C: I forgot my cell at home again 😦
A: You know it is good that you forget your phone. Shows that you are not attached to your phone unlike me. I feel like my day does not start unless I peer the world through my phone. It is my family, my friend, and my love. It is unfortunate that my life has become dependent upon this instrument that has no life.
How do you guys keep yourself motivated in life? To achieve things, to accomplish tasks, to reach a career milestone…. I keep on getting stuck at the larger question about life… like what is the purpose of my life? I am not sure what I am trying to accomplish by obtaining this degree with thousands of dollars of loans… I think about family… but family are just people… They do not need me or do I need them to survive… I think about people who are hungry or sick or are dying… I think about my capacity to help… I realize that I do not have any capacity to help them. I need help myself. The world is going to remain unjust and inequitable no matter what you and I will do. So what makes you guys keep looking forward? I have to convince myself every single day of my purpose to get out of bed, to eat, to shower, to open my computer and respond to email, to engage with friends and people, to read and learn… back of my head never stops asking this question… but, why???
Please share me your secret for motivation. I want to be motivated.
C: A, I struggle with that as well. But this should be a Skype conversation coz I feel like I get up then I fall back further than I was. I am lost in my own thoughts that I just stop altogether. I need someone to push I need support but I am not sure where I can get that kind of support. Maybe I need a life coach…#richpeopleproblems
That hashtag is spot on!
I have my tummy full and I can afford a comfortable bed. Now my mind can think of life and purpose.
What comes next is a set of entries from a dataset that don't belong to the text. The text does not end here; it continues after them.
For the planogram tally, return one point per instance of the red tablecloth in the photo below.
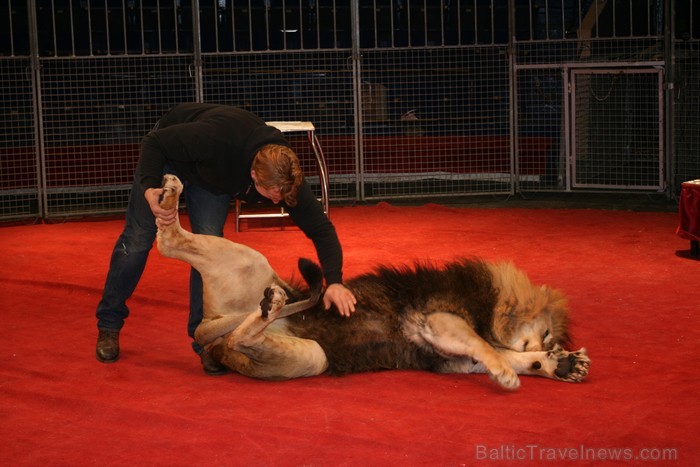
(689, 211)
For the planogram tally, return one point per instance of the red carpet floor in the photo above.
(634, 298)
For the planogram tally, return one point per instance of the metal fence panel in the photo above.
(19, 176)
(541, 117)
(435, 122)
(617, 118)
(94, 113)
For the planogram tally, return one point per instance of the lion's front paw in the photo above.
(273, 301)
(571, 366)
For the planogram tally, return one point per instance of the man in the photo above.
(218, 152)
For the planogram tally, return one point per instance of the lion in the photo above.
(467, 316)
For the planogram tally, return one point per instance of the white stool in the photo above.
(290, 127)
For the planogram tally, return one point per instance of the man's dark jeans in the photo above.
(207, 213)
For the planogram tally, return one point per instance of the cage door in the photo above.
(617, 129)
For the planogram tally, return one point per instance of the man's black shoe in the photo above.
(211, 366)
(107, 350)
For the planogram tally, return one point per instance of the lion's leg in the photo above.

If I was hungry or homeless, there would be no time to think about the purpose of life…
C: Hahaha. I feel ya. I am so lost for myself I feel like I should know what I want in life but I still dunno…
S: If we think about it, we have our tummy full and can afford a comfortable bed that’s why we are able to think beyond fulfilling our basic needs and ponder over larger questions. If we were hungry and homeless, we’d be tied to getting basic needs. So, in a way we are adding a stone to the ever expanding wall of human curiosity. There are lots of people who have their basic needs but do not bother to think more. 🙂
A: My question remains unanswered….
What keeps you guys motivated to keep on looking forward and working hard?
S: Also, the motivation to wake up today and come to work is – today is Wednesday. I love Wednesday. Sometimes I coerce myself to love the particular day because today is all I have. But, I still hate Tuesday. Sometimes the day just goes by. I work hard to pay bills, I pay bills to work hard. And on and on.
Oftentimes, motivation fails miserably and there’s suffocation, anxiety, even depression ( i don’t know the clinical requirement for depression). In those times, I either talk to you guys, or treat myself with good food, or just wait for the day to pass by. Life is full of possibilities. Sometimes, I make a fake plan of traveling alone to mustang, rara lake.
Today, I’m going to Indian store and buy some spices and vegetables and cook. That’s what I’m looking forward to today. (Sorry for incoherent rambling)
C: S, shouldn’t we be aspiring for more though? If not then we’d be complacent. In short, I am asking what’s the distinction between wanting to better yourself and being greedy by wanting more?
S: Yes, it’s not that I’m ignoring to aspire more. But, oftentimes finding happiness on trivial, even silly, daily occurrences give me the small burst of energy to keep going. If I focus only on the big aspirations then I’d be dragging myself. Big aspiration needs the small dose of single steps.
The distinction, I think, is wanting to better yourself has equal concern over the return and the learning process while being greedy by wanting more is overly concerned about the result.
C: When did you become so smart… And why haven’t you shared this before?
S: Today I’m in a good mood. Yesterday, I had few anxiety attacks. Because, you know, yesterday was Tuesday.
Have I become greedy then?
S: Yes, you have become greedy. We all are greedy.